X-Men Başlangıç: Wolverine
Yazar: Mert YeniciX-Men Origins: Wolverine, bildiğiniz veya bilmediğiniz üzere, son bir aydır tanıtım kampanyalarıyla değil de internete sızan "workprint" versiyonuyla adından söz ettirdi. Bu Fox'un gişesini ne kadar etkileyecek şu an için bilmiyoruz ama benim bu işin asıl takıldığım boyutu herkesin workprint versiyonunu baz alarak filmi yaylım ateşine tutmuş olması. Kabul edelim ki hiçbirimiz bu filme aklımızı alacak 'twist'ler barındırdığı, karakterlerinin psikolojisini derinlemesine incelediği için ya da acayip kaliteli diyaloglar duyma hevesimizden dolayı gitmeyecektik zaten. Sırtını özel efektlere, CGI animasyonlarına ve karakterlerinin eksantrik tekniklerle birbirlerini patakladığı sahnelere yaslayan bir filmin, nete düşen henüz efektleri tamamlanmamış ve oyuncuların arkalarında ipler, oradan oraya uçuştuğu bir kopyasını izleyip bu kadar çemkirmek ne derece doğru bilmiyorum.
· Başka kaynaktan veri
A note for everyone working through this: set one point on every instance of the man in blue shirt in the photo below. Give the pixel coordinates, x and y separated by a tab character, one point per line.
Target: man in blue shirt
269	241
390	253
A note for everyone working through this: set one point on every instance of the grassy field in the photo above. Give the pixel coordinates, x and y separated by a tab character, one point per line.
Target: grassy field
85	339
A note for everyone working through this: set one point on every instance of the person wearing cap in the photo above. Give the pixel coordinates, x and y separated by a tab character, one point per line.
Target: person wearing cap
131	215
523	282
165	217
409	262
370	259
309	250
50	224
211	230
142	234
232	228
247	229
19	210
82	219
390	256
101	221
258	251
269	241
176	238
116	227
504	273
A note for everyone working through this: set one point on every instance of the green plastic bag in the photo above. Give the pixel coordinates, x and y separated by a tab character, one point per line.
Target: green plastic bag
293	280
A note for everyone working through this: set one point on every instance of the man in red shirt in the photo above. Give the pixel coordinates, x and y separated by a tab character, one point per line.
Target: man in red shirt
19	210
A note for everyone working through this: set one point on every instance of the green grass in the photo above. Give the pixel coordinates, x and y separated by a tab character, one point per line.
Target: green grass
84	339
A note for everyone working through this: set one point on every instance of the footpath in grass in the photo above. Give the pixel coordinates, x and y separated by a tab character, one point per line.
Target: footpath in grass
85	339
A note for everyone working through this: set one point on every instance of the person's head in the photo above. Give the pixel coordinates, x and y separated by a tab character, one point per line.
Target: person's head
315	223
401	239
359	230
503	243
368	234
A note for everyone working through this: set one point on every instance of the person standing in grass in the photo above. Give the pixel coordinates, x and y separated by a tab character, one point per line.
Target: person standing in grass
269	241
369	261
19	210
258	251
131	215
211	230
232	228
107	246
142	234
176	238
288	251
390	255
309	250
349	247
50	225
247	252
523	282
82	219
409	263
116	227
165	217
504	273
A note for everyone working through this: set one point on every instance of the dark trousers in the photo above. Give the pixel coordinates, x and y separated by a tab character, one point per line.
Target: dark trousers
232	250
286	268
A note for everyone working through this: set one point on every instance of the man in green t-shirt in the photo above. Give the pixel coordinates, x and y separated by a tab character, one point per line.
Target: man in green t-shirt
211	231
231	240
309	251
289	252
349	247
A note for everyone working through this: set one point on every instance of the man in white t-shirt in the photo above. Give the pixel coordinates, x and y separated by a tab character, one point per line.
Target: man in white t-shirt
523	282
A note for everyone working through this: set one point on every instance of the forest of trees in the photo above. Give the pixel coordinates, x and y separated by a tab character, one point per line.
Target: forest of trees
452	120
Biraz "fanatik çizgi roman hayranı mızmızlanması" gibi olacak ama tüm yönetmenlik becerilerine rağmen Bryan Singer'ın X-Men filmlerinden neden bilmem pek tat alamamış (hadi X2'ye haksızlık etmeyeyim), Singer'ın da hakkını veremediği Cyclops gibi bazı önemli karakterlerin düzinelerce mutantın arasında mundar edildiği Brett Ratner'ın "Son Direniş"ini izledikten sonra da iyice seriden sıdkını sıyırmış biri olarak, üç filmde de hikayesi hatırı sayılır bir yer kaplayan Wolverine'i yine yeni yeniden izlemek için kalbimin pır pır attığını pek söyleyemeyeceğim. Bu nedenledir ki, yerden yere vurulan X-Men Origins: Wolverine'i tümden bir kayıp olarak görmeyen azınlıktan olacağım da hiç aklıma gelmemişti. En azından, abilerinin anlattıkları hikâyeyi fazlaca ciddiye almalarından, çokça mutant ve aksiyon sahnesi gösterme derdine düştüklerinden unuttukları bir şeyi yapıyor Wolverine: Eğlendiriyor.
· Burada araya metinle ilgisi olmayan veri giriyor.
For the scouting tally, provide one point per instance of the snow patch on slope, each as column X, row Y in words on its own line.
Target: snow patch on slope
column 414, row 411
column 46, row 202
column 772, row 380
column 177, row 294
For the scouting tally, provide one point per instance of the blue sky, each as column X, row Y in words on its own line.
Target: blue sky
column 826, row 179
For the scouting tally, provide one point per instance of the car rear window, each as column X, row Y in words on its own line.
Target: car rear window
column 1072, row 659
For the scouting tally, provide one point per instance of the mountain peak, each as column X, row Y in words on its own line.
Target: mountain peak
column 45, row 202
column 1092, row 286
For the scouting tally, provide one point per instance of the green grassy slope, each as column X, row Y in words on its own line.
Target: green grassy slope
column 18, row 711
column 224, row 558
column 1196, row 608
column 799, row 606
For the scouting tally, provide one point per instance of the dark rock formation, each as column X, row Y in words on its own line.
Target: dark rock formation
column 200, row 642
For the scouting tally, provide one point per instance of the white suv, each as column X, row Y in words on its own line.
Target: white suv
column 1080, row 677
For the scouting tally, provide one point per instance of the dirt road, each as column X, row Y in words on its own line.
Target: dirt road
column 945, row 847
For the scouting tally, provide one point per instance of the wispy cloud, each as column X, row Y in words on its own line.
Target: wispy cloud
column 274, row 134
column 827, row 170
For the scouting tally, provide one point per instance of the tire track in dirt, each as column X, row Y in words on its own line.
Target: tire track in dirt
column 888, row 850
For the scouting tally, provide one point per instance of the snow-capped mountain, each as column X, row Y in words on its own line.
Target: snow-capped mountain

Çizgi romanda ortak geçmişlerine pek değinilmeyen Wolverine ve Sabretooth'un yıllar boyu sırt sırta dövüşen iki kardeş olarak tasvir edilmesini münasip gören senaristler, babalarıyla ilgili kısmı ve iki kardeşin evden kaçışlarını gayet yalapşap bir şekilde geçiştirmelerinin ardından yıllar boyunca neler yapmış bu adamlar merak edenler için son dönem çizgi roman uyarlamalarının takip ettiği "süper kahramanların geçmişlerinin jenerikte şöyle bir hızlıca gösterilmesi" modasına (Bakınız: Watchmen, The Incredible Hulk) uymuşlar. Bu savaş benim o savaş senin katılmaktan başka bir şey yapmadıkları gibi hayati bir bilgiyi de öğrendikten sonra içimiz rahat, gönlümüz ferah filmimizi izleyebiliriz.
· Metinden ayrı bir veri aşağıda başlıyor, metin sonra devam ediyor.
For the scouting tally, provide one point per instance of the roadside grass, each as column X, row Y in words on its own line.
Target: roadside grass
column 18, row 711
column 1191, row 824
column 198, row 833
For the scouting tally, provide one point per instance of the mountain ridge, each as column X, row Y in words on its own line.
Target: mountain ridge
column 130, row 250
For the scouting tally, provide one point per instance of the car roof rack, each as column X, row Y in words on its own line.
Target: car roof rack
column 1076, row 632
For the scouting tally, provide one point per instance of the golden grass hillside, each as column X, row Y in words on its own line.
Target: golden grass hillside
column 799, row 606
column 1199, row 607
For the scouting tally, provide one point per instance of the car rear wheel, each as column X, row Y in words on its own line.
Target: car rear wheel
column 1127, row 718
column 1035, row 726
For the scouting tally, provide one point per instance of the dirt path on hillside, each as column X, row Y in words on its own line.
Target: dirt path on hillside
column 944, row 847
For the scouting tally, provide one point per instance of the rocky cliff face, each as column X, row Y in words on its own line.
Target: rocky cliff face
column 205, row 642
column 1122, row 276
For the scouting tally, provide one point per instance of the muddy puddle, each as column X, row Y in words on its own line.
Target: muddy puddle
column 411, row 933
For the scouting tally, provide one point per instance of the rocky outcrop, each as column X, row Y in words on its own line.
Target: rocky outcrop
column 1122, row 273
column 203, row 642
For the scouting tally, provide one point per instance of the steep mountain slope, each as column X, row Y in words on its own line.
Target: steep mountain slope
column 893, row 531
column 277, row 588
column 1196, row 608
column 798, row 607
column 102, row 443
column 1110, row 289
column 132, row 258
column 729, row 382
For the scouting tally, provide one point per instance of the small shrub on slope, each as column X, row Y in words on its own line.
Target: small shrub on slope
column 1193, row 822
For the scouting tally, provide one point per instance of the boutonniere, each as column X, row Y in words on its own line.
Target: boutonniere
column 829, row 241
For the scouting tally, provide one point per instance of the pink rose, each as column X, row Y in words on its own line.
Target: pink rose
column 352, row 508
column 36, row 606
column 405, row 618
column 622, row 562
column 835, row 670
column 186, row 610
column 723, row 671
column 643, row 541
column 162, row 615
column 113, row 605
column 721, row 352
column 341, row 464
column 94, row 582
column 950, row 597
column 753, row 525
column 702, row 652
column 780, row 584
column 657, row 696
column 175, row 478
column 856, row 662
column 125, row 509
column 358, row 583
Gün gelip ikilinin arasında husumet olduğunda, yolları ayrı düşüyor; hayvani güdülerini dizginlemeyi başaran Logan kendini Kanada Dağları'nın eteklerine vururken, giderek insanlıktan çıkan Victor ise envai çeşit mutantla birlikte William Stryker'ın özel timinde çalışmaya devam ediyor. Filmin ilk ve en temel problemi, Sabretooth'u Wolverine'in iç çatışmasını yansıtmak için kullanmaya çalışması. Bir yanda "sen hayvan değilsin Logan" diyen sevgili, öte yanda "senin özün bu" şeklinde aklını çelmeye çalışan Sabretooth, çizgi filmlerde bir omuzun üstünde yükselen "etme eyleme yavrum" diyen melek, diğer omuzda yoldan çıkarmaya çalışan şeytan figürlerine benziyor. Filmimiz, böyle bir kişisel çatışmayı yalnızca Wolverine üzerinden kurgulayabilecek kadar donanımlı olmadığından diğer karakterlerin ağzından sürekli aynı şeyleri duymak zorunda bırakılıyoruz.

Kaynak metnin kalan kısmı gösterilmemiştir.